Thursday, March 16, 1865.

House bill to suspend the privilege of the writ of habeas corpus, reported back adversely by the Judiciary Committee, was, after debate, rejected by the following vote:

Yeas—Messrs. Burnett, of Ky., Henry of Tenn., Johnston of Mo., Maxwell of Fla., Simms of Ky., and Vest of Mo.—6.

Nays—Messrs. Barnwell, Brown, Graham, Hunter, Oldham, Orr, Semmes, Watson, and Wigfall. —9.

The Senate concurred in House amendment to the bill to regulate the business of conscription.

Impressment law so as not to give property impressed for the use of the army, to be paid for at the time of the impressment, was passed.

House resolution to adjourn on Saturday next was rejected—yeas 8, nays 8.

The Senate then resolved into secret session.

The doors being opened, Mr. Orr submitted a resolution to adjourn at two o'clock on Saturday, which was agreed to—yeas 8, nays 7.

The Senate took a recess till 8 o'clock.

HOUSE OF REPRESENTATIVES.

Thursday, March 16, 1865.

Mr. Ewing, of Tenn., the unfinished business being postponed, offered a joint resolution in favor of the adjournment of Congress, sine die, on Saturday, the 18th inst., at 1 o'clock. The resolution was agreed to.

Mr. Cluskey, of Tenn., presented the following:

Resolved, That the Speaker of the House will hereafter issue his warrant for the arrest of any member about to absent himself without leave.

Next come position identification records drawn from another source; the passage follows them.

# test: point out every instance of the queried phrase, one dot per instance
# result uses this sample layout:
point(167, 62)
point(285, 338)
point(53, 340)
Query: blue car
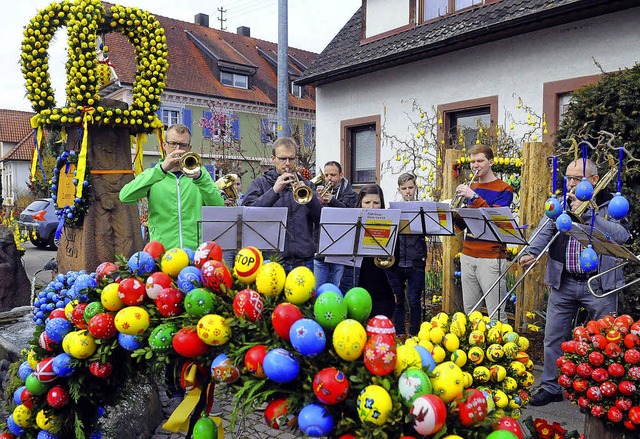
point(40, 216)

The resolution was laid over under the rules.

Mr. Pugh, of Ala., (under a suspension of the rules,) read a report from the Committee on Military Affairs, in answer to that portion of the President's late message relating to military affairs, which had been referred to that committee.

Mr. Swan, as a member of the Committee on Military Affairs, did not agree with the report of the committee. He had always been since taking his seat here, and was now, in favor of putting all the men and all the means in the country at the disposal of the Executive.

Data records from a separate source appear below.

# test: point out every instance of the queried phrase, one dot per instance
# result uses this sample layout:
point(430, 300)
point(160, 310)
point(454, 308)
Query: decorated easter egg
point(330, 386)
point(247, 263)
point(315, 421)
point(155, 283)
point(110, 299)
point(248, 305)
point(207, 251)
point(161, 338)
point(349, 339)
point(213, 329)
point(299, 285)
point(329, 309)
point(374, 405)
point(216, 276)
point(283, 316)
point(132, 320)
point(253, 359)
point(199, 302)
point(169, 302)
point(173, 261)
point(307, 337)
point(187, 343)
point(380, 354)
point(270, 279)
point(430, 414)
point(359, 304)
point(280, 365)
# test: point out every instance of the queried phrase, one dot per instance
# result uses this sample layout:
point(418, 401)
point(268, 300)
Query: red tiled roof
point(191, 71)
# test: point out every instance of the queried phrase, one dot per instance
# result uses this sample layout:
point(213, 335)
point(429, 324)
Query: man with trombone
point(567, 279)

Mr. Clark approved of the report in the main, but could not agree that a general military law was unnecessary and inexpedient. He thought there were laws needed on the subject to complete the military organization of the Confederate Government, to enable the President to call the militia from one State to another, in cases of necessity and emergency.

Mr. Hartridge, of Geo., presented the following:

Resolved, That the report presented by the Committee on Military Affairs expresses the sense of this House in reference to the subject contained in the report.

On motion of Mr. Clark, of Mo., action on the resolution was postponed until after the disposition of the militia bill now before the House.

Mr. Marshall, (under a suspension of the rules,) moved that the report of the committee be printed, which was ordered.

The special order, viz: The bill for organizing, arming and disciplining, &c., the militia of the Confederate States, was taken up. The pending question being the motion to lie on the table,

The House refused to lay the bill on the table. Yeas, 31; nays, 33.

Pending its further consideration, on motion of Mr. Lyon, the House resolved itself into secret session.